Coloring Between the Lines

As dusk fell over Illinois State Beach Park, Jeremie Fant, Ph.D., perched silently beside the rare downy Indian paintbrush. He watched as the white-blooming Castilleja plant opened its tubular flower and emitted a sweet scent. The clock ticked past 6 p.m. Cautiously, a moth appeared out of the night sky, and fluttered over to sip the plant’s nectar. Bingo.

That moment, and subsequent research in Illinois and Colorado, led Dr. Fant, a molecular ecologist with the Chicago Botanic Garden, to become the first to document the moth as a pollinator of Castilleja with Krissa Skogen, Ph.D., his research partner and a conservation scientist at the Garden.

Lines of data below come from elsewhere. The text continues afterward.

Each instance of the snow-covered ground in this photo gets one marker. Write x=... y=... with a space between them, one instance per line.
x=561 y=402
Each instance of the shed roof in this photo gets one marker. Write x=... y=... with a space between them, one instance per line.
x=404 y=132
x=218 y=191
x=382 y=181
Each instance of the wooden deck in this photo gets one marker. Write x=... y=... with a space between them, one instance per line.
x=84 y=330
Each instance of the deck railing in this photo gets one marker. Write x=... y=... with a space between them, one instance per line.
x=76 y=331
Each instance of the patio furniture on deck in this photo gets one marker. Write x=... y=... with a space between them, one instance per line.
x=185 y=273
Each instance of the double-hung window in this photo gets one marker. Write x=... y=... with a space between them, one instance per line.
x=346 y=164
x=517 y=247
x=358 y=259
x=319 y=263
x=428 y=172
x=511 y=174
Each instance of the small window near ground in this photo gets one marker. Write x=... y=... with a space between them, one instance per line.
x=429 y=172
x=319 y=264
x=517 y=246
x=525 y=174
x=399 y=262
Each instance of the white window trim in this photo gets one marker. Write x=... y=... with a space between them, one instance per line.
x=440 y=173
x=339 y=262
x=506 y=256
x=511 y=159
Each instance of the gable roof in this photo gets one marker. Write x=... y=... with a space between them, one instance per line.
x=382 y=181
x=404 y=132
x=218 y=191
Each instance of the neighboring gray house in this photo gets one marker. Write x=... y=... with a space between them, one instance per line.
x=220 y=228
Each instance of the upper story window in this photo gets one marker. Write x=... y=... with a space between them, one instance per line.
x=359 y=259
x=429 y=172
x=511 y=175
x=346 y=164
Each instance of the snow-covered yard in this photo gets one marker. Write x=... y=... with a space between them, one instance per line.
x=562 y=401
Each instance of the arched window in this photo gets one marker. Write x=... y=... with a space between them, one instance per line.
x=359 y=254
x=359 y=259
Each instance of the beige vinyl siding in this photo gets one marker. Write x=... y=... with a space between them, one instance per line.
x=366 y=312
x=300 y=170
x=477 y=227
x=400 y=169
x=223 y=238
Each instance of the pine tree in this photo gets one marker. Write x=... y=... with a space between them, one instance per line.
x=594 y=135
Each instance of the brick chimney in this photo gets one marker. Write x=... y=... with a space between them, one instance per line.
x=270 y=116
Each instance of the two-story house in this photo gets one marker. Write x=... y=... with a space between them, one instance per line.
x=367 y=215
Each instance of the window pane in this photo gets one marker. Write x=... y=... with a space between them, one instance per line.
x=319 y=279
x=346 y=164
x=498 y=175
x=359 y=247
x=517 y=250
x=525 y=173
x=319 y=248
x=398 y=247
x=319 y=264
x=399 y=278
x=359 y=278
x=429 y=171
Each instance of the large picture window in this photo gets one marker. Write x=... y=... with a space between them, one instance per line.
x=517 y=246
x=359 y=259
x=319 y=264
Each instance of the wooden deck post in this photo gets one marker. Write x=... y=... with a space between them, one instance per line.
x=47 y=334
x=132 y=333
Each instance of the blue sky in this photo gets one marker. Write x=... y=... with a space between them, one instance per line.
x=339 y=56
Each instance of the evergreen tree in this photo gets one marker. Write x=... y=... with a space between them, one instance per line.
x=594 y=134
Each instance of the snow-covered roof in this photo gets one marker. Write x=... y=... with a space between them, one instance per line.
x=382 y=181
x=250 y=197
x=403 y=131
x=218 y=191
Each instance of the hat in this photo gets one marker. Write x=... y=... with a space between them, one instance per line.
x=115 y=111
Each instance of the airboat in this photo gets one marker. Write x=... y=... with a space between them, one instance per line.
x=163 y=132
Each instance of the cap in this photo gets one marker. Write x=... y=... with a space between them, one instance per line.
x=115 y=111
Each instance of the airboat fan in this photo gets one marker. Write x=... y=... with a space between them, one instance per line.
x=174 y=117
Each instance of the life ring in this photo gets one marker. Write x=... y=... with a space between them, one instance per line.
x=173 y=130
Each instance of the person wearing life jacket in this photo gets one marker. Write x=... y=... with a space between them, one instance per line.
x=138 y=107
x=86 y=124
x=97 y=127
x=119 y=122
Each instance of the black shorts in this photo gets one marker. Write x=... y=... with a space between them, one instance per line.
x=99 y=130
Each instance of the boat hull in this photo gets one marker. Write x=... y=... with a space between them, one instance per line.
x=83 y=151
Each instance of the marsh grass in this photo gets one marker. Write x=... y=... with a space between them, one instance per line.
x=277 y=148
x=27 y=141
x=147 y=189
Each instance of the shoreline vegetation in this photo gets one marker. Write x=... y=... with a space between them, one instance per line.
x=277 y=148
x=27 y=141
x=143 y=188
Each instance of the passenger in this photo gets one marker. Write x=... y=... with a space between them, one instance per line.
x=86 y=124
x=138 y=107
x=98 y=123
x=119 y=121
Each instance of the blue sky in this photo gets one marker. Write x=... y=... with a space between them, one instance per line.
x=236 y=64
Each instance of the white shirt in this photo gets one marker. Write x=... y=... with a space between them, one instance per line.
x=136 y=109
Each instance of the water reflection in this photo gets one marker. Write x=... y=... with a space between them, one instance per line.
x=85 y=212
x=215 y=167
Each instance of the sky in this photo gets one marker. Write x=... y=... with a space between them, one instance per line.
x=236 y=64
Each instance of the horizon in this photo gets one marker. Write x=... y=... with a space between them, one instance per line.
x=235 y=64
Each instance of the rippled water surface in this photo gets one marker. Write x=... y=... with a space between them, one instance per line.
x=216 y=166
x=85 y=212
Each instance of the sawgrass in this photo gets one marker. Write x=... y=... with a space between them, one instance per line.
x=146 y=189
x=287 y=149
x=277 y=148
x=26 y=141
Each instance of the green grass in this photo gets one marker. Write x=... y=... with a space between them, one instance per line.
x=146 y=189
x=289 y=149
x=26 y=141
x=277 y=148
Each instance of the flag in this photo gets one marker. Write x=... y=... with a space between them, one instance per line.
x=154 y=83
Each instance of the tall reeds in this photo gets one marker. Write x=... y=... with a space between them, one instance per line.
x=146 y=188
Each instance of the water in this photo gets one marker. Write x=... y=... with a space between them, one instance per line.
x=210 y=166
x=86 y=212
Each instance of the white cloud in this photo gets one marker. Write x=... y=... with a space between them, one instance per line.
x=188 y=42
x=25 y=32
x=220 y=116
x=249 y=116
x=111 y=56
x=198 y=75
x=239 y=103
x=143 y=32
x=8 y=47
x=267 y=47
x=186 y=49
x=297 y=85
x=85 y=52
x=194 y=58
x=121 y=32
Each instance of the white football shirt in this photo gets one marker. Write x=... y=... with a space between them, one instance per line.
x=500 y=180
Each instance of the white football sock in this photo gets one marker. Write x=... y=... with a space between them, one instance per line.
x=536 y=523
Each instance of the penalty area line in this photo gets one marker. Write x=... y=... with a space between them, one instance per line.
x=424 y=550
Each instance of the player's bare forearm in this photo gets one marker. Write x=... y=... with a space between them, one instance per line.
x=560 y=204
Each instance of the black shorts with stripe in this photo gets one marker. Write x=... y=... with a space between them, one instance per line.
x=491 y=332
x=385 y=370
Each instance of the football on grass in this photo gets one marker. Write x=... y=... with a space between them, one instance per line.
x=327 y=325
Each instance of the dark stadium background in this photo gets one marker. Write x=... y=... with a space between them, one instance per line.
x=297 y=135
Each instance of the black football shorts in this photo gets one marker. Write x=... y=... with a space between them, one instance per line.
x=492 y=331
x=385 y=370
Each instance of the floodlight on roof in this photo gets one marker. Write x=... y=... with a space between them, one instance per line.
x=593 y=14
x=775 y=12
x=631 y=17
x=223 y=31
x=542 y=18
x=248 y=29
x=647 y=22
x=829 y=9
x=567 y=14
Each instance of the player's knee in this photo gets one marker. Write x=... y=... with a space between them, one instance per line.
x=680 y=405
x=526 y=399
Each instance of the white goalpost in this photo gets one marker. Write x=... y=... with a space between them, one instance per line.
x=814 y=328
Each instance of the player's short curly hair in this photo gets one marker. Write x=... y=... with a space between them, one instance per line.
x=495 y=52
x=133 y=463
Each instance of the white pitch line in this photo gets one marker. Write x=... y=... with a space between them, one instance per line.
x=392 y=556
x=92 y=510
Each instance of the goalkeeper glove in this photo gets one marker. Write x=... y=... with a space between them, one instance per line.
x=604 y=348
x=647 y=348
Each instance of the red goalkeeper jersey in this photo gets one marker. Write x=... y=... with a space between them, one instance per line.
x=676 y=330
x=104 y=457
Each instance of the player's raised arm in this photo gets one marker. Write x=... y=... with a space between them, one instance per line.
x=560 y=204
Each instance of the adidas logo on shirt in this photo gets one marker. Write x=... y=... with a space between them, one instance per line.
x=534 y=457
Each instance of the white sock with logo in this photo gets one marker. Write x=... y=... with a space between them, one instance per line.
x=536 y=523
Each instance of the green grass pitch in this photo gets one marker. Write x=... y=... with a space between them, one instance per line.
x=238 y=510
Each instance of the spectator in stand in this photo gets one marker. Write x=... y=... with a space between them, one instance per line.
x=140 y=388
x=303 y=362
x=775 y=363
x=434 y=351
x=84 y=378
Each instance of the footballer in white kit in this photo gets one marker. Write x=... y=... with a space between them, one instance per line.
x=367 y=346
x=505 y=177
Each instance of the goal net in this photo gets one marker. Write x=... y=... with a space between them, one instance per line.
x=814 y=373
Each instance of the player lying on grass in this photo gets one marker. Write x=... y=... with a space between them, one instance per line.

Dr. Fant in the field — Dr. Fant conducts fieldwork in the Comanche National Grasslands in Colorado.

Fant studies the importance of how flowers are designed to attract specific pollinators, and what a plant’s pollinator means for its survival as a species. “I am fascinated by the way these events can lead to permanent impacts on a plant population,” he said.

He recently explained the intricacies of the process to me, and why the palette of colors we see in the Garden and elsewhere is not only beautiful, but also functional.

The Palette of Pollinators
Pollinators—such as bees, birds, flies, and moths—offer specific benefits to plants, according to Fant. Birds travel expansive geographic areas, and can spread the pollen of a single plant over a large area. Bees, on the other hand, are more localized in their foraging, covering more plants in a condensed area. Where moths fall in this spectrum is not known: they may diversify the genes in a plant population by carrying pollen further than bees, but they may not travel as far as birds.

“The imprint left behind from genealogy is stamped on the landscape, and it’s my job to figure out how that pattern got there,” said Dr. Fant.

Plants Spin the Color Wheel
A flowering plant puts a lot of energy into producing a flower. Why? The purpose of flowers is to attract pollinators who will spread the plant’s genes— promoting the continuation of the species, said Fant. When a plant is red, it attracts birds as pollinators, but if it is yellow, it attracts bees. White flowers are particularly appealing to moths—especially those that bloom after sunset when moths are out and about. The color, combined with the scent, allows a plant to lure in a specific pollinator.

Connecting the Dots
This information led to a hunch when Fant considered the white flowers on the downy Indian paintbrush in Colorado and at Illinois State Beach Park, where he conducts much of his fieldwork. Most species of Castilleja plants produce red flowers and are known to be pollinated by birds. But here in Illinois, in the furthest east population of such plants, they chose a different color, and as he confirmed, a different pollinator. It is the question of why, and what that choice means for the plant, that Fant is now preparing to study when he returns to his field research this spring.

prairie aug-2574 — Charismatic red flowers bloom on the gravel hill in the Dixon Prairie, Fant’s favorite area at the Garden.

Ultimately, Fant tracks how genes move within plant populations, which largely hinges on how they are carried by pollinators. He examines plant DNA to determine if they share one or more genes, and are therefore related. Then, he maps the location of related plants, tracking the movement of specific genes and inferring how and why they got there. “There’s always some reason for the movement,” he said.

This spring and summer, look for red flowers on the gravel hill in the Dixon Prairie, where Dr. Fant is growing unique bird-pollinated plants such as the royal catchfly, with the goal of increasing the plants’ genetic diversity.

Fant noted that moths are often overlooked as pollinators, and along with Dr. Skogen he is especially interested in studying their relationship with many kinds of plants. In addition to the Castilleja, he also studies rare species of the gravel hill in the Garden’s Dixon Prairie.

At the end of our conversation, Fant, dressed in a bright-yellow sweater, jumped up from his desk and headed toward his lab in the Daniel F. and Ada L. Rice Plant Conservation Science Center, where he is always moving forward to catch up with the past.